If sha256 is also fine:
async sha256(file: File) {
// get byte array of file
let buffer = await file.arrayBuffer();
// hash the message
const hashBuffer = await crypto.subtle.digest('SHA-256', buffer);
// convert ArrayBuffer to Array
const hashArray = Array.from(new Uint8Array(hashBuffer));
// convert bytes to hex string
const hashHex = hashArray.map(b => b.toString(16).padStart(2, '0')).join('');
return hashHex;
}
To get the hash of files, there are a lot of options. Normally the problem is that it's really slow to get the hash of big files.
I created a little library that get the hash of files, with the 64kb of the start of the file and the 64kb of the end of it.
Live example: http://marcu87.github.com/hashme/ and library: https://github.com/marcu87/hashme
hope you have found a good solution by now. If not, the solution below is an ES6 promise implementation based on js-spark-md5
import SparkMD5 from 'spark-md5';
// Read in chunks of 2MB
const CHUCK_SIZE = 2097152;
/**
* Incrementally calculate checksum of a given file based on MD5 algorithm
*/
export const checksum = (file) =>
new Promise((resolve, reject) => {
let currentChunk = 0;
const chunks = Math.ceil(file.size / CHUCK_SIZE);
const blobSlice =
File.prototype.slice ||
File.prototype.mozSlice ||
File.prototype.webkitSlice;
const spark = new SparkMD5.ArrayBuffer();
const fileReader = new FileReader();
const loadNext = () => {
const start = currentChunk * CHUCK_SIZE;
const end =
start + CHUCK_SIZE >= file.size ? file.size : start + CHUCK_SIZE;
// Selectively read the file and only store part of it in memory.

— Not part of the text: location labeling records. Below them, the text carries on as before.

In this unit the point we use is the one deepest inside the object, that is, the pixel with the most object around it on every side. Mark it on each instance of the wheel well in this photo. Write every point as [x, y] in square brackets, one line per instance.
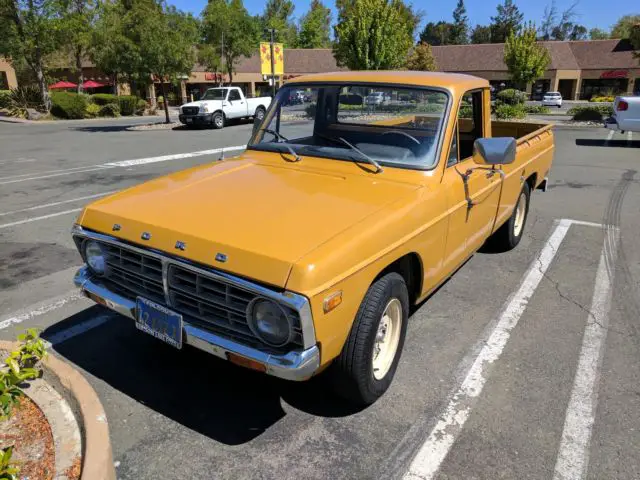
[410, 268]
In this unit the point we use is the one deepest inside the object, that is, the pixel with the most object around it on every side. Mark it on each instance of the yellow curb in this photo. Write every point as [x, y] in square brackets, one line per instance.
[97, 459]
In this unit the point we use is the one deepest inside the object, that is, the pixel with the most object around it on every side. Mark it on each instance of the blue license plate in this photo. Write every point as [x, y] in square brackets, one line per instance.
[159, 321]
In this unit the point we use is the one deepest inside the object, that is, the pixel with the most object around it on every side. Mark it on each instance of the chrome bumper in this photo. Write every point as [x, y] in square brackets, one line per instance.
[296, 365]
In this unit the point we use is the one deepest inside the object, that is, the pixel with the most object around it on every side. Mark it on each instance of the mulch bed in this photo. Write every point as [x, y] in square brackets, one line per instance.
[29, 432]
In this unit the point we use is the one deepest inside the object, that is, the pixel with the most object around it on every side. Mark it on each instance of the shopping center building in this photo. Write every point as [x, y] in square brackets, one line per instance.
[578, 70]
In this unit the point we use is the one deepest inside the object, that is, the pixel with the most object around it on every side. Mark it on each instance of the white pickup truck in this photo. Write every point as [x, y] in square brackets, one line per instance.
[626, 115]
[218, 105]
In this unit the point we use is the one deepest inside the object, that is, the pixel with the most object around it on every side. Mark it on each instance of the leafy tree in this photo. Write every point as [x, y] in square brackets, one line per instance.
[525, 58]
[598, 34]
[436, 33]
[278, 14]
[230, 19]
[372, 34]
[314, 27]
[508, 19]
[31, 30]
[460, 29]
[481, 34]
[622, 28]
[421, 58]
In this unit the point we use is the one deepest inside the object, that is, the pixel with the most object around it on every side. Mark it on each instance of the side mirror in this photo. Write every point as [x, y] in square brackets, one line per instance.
[494, 151]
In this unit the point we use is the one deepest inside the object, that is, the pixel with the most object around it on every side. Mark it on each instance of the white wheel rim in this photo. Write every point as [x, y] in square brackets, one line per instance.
[520, 211]
[387, 339]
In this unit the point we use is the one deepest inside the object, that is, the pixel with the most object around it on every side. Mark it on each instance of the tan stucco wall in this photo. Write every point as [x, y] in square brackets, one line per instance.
[6, 67]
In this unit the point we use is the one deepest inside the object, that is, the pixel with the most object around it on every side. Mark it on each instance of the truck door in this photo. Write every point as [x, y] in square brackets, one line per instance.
[472, 194]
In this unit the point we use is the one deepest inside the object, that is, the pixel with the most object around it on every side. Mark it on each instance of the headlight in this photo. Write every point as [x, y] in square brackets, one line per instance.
[269, 322]
[95, 257]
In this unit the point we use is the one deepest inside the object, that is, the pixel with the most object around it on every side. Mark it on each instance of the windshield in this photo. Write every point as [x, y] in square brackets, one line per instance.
[215, 94]
[393, 126]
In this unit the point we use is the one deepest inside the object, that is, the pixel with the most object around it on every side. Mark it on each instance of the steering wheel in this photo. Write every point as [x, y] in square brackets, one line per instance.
[400, 132]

// This allows client-side applications to process huge files without the need for huge memory
fileReader.readAsArrayBuffer(blobSlice.call(file, start, end));
};
fileReader.onload = e => {
spark.append(e.target.result);
currentChunk++;
if (currentChunk < chunks) loadNext();
else resolve(spark.end());
};
fileReader.onerror = () => {
return reject('Calculating file checksum failed');
};
loadNext();
});
There is a couple scripts out there on the internet to create an MD5 Hash.
The one from webtoolkit is good, http://www.webtoolkit.info/javascript-md5.html
Although, I don't believe it will have access to the local filesystem as that access is limited.
This is another hash-wasm example, but using the streams API, instead of having to set FileReader:
async function calculateSHA1(file: File) {
const hasher = await createSHA1()
const hasherStream = new WritableStream<Uint8Array>({
start: () => {
hasher.init()
// you can set UI state here also
},
write: chunk => {
hasher.update(chunk)
// you can set UI state here also
},
close: () => {
// you can set UI state here also
},
})
await file.stream().pipeTo(hasherStream)
return hasher.digest('hex')
}
I don't believe there is a way in javascript to access the contents of a file upload. So you therefore cannot look at the file contents to generate an MD5 sum.
You can however send the file to the server, which can then send an MD5 sum back or send the file contents back .. but that's a lot of work and probably not worthwhile for your purposes.